It will work because, being burdened by a lot of extra* code, it will give time to the clock to complete its transition before one has a chance to deassert NSS via SW.
Also, it is internally using BSY, against the RM recommendation and including a 1 ms extra timeout to cater for the BSY bug (where it can stay high at the end of a transaction).
This kind of "fail every now and then by unexpectedly hanging around extra 1ms because we write buggy shit" is disastrous to any project sensitive with timing.
Obviously the STM32 HAL cannot be used when timing of SPI communication, or product reliability is critical at all.
It is quite difficult to completely abstract SPI communications as high-level software calls. This is because,
1) SPI devices have so varying and weird timing requirements,
2) projects are so vastly different; some need cycle-accurate timing to toggle nCS (e.g., ADC sampling (jitter)), some need burst readouts, some need to instantaneously deal with data, others collect them into long buffers, many deal with multiple slaves on single bus,
3) some projects are really tight on performance. For example, having multiple SPI devices on a 20MHz SPI bus, where each device requires their own software nCS, and CPU is running at only say 48MHz, and this data needs to be dealt with and pushed further somewhere else. Maybe you
can deal with 20 cycles of ISR latency, but you cannot deal with 20 more cycles wasted on inefficient library call, or worse, 48000 cycles on a failed attempt to work around a bug, when better workarounds exist which are suitable for
your project, but not easy to write as generic library calls (see my above "use a timer" approach which sidesteps all SPI peripheral HW bugs).

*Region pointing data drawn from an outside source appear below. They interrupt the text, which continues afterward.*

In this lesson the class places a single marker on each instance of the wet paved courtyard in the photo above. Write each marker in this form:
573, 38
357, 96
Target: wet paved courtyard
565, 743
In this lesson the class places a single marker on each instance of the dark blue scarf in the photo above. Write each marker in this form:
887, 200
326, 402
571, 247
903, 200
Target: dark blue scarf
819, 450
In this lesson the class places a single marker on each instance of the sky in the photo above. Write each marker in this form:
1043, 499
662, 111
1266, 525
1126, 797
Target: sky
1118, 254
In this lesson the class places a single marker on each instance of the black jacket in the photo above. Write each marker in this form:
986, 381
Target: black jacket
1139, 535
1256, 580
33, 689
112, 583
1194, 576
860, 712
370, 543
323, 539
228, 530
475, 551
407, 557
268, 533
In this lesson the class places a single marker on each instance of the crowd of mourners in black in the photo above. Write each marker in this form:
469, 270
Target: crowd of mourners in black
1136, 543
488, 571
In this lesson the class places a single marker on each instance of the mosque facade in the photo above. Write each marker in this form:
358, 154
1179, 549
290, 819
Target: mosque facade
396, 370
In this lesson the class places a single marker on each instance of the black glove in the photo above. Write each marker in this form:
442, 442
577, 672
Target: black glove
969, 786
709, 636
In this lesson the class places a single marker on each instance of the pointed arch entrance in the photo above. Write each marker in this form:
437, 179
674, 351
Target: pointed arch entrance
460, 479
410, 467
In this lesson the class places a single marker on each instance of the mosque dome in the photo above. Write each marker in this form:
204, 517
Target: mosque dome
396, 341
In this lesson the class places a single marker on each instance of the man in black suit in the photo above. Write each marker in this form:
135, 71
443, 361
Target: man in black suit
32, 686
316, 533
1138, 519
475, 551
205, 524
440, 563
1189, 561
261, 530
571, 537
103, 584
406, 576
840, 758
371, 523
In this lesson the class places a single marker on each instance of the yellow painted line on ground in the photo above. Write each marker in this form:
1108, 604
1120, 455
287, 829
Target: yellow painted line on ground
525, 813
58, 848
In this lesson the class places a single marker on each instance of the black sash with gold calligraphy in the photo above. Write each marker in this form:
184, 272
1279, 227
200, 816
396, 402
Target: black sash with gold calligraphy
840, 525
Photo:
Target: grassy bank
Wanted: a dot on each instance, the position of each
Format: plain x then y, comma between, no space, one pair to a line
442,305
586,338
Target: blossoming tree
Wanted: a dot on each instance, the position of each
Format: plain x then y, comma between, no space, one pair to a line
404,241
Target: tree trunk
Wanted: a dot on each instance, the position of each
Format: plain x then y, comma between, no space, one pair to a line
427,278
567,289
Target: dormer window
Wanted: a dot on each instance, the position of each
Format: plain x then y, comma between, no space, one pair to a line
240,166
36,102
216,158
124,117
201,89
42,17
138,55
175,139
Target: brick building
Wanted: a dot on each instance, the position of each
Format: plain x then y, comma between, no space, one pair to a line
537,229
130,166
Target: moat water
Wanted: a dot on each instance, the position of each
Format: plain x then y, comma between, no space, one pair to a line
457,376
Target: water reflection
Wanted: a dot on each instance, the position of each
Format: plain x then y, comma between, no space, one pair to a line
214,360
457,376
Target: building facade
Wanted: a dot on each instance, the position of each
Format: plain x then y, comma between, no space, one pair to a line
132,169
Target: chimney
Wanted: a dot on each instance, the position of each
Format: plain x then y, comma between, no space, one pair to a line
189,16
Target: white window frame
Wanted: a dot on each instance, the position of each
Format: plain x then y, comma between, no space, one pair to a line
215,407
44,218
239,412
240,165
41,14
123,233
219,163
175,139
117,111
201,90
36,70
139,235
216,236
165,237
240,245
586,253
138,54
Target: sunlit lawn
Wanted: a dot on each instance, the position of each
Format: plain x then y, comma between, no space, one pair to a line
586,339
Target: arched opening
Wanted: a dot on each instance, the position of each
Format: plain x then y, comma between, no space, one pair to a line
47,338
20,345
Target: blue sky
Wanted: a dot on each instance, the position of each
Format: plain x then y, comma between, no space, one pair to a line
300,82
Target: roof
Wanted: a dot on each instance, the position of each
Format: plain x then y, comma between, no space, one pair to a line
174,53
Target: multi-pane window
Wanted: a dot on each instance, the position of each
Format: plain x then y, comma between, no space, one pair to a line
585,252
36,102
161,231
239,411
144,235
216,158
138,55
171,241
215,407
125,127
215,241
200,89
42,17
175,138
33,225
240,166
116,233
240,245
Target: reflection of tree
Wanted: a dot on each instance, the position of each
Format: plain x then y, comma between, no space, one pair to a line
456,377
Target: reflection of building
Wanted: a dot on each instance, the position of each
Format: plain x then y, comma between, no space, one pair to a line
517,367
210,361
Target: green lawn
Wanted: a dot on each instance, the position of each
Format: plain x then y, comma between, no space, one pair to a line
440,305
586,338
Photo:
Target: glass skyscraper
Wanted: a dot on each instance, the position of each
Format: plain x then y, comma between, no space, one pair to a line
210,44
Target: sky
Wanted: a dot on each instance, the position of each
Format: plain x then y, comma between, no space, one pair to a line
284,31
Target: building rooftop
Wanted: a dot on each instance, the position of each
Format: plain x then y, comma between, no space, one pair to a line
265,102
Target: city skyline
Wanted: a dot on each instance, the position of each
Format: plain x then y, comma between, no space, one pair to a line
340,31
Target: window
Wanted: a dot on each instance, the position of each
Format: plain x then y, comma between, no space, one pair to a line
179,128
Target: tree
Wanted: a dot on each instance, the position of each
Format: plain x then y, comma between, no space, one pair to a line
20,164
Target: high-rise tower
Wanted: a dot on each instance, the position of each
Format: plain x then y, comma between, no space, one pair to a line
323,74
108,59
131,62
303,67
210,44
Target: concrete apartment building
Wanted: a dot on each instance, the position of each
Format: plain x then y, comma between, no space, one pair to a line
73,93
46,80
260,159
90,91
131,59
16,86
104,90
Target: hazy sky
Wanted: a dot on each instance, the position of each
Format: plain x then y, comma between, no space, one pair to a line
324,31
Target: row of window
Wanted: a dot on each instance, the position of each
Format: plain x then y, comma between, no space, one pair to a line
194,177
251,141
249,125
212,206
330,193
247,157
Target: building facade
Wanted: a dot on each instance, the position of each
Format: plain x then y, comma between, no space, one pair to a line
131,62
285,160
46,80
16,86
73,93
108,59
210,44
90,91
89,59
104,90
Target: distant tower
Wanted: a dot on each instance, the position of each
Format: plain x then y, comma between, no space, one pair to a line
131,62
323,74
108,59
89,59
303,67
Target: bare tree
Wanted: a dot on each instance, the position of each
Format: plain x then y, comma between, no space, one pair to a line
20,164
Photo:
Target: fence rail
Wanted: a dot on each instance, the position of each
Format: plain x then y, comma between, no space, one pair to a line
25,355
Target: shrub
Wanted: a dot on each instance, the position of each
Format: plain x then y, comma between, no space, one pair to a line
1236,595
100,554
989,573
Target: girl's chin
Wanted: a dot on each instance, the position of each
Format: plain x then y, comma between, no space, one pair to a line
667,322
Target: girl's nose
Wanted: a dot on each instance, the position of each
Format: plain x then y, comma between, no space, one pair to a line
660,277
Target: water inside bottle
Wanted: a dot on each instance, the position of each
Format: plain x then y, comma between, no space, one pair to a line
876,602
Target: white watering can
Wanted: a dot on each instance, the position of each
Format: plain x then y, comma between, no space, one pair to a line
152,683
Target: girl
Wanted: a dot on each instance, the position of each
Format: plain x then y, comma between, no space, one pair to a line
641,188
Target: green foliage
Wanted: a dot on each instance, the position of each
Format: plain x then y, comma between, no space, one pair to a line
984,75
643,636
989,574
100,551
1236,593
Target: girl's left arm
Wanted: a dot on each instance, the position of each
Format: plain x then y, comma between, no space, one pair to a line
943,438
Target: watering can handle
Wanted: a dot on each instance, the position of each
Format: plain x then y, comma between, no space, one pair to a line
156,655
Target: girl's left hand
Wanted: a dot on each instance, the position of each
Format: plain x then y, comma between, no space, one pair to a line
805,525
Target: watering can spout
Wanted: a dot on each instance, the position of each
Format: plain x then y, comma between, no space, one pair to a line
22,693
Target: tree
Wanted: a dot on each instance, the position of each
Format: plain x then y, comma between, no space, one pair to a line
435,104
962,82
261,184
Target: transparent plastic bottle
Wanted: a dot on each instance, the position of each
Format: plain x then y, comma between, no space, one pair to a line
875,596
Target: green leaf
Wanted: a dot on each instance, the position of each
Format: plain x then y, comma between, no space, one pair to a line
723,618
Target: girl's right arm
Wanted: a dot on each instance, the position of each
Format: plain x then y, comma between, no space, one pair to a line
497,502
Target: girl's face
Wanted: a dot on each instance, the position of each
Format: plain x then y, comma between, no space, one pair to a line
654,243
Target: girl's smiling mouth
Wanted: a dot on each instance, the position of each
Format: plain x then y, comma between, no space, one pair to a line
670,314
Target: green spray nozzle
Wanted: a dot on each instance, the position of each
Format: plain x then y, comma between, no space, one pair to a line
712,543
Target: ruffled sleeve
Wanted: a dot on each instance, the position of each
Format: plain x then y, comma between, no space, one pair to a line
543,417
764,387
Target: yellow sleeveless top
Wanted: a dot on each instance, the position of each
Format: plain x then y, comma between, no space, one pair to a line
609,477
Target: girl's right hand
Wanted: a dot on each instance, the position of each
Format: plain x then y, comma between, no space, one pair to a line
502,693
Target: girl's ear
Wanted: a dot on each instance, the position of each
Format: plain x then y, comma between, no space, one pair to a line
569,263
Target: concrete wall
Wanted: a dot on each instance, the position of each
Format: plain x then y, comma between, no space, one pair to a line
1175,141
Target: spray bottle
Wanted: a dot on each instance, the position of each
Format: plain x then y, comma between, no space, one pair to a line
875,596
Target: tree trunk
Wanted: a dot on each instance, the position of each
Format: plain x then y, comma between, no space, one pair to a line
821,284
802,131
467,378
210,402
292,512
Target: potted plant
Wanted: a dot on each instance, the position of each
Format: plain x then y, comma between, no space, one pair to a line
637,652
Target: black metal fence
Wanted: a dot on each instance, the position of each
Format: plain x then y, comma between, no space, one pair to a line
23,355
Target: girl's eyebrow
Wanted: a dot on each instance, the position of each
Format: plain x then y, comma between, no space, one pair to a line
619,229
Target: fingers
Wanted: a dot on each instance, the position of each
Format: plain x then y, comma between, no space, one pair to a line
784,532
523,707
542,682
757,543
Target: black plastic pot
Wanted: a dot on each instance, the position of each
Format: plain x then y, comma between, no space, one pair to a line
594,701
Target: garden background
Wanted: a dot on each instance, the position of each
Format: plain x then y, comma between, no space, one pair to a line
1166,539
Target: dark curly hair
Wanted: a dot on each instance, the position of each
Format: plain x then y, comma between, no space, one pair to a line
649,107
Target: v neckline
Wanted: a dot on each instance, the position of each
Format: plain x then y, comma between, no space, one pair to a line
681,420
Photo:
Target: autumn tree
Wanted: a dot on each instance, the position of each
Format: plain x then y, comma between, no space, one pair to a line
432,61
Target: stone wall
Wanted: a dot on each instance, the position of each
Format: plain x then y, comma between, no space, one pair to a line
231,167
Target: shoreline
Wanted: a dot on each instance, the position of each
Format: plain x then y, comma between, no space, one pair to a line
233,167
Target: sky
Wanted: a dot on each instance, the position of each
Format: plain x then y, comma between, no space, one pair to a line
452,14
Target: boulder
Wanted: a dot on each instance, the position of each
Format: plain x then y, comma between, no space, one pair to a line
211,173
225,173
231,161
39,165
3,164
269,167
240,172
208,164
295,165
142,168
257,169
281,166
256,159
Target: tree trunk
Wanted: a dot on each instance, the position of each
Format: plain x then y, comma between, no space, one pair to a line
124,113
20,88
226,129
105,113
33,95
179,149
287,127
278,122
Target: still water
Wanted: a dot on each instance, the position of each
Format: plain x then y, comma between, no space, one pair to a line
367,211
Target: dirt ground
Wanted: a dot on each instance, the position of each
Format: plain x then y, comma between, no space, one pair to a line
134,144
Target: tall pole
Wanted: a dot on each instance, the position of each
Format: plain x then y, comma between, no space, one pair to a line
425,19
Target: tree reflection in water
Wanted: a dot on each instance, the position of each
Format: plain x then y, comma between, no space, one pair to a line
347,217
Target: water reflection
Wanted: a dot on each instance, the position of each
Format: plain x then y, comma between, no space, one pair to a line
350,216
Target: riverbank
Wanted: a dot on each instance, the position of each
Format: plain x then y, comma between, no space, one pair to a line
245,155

It is not a sin to NOT abstract a peripheral into its own module in an embedded MCU project, if this ad-hoc strategy enables good performance, relative ease of proving (or at very least testing) worst-case behavior, and reliability. After all, the peripheral register accesses are
Just a Few Lines of CodeTM, so there is not much to be gained by abstraction and code reuse, and there is a lot to lose.
Given this thread, OP is already beyond the training wheel HAL level. They already know how the SPI internally works, and how it doesn't work, and also already know why their code does not work, and why the HAL does not work either, because it makes the same mistakes. The only way is up.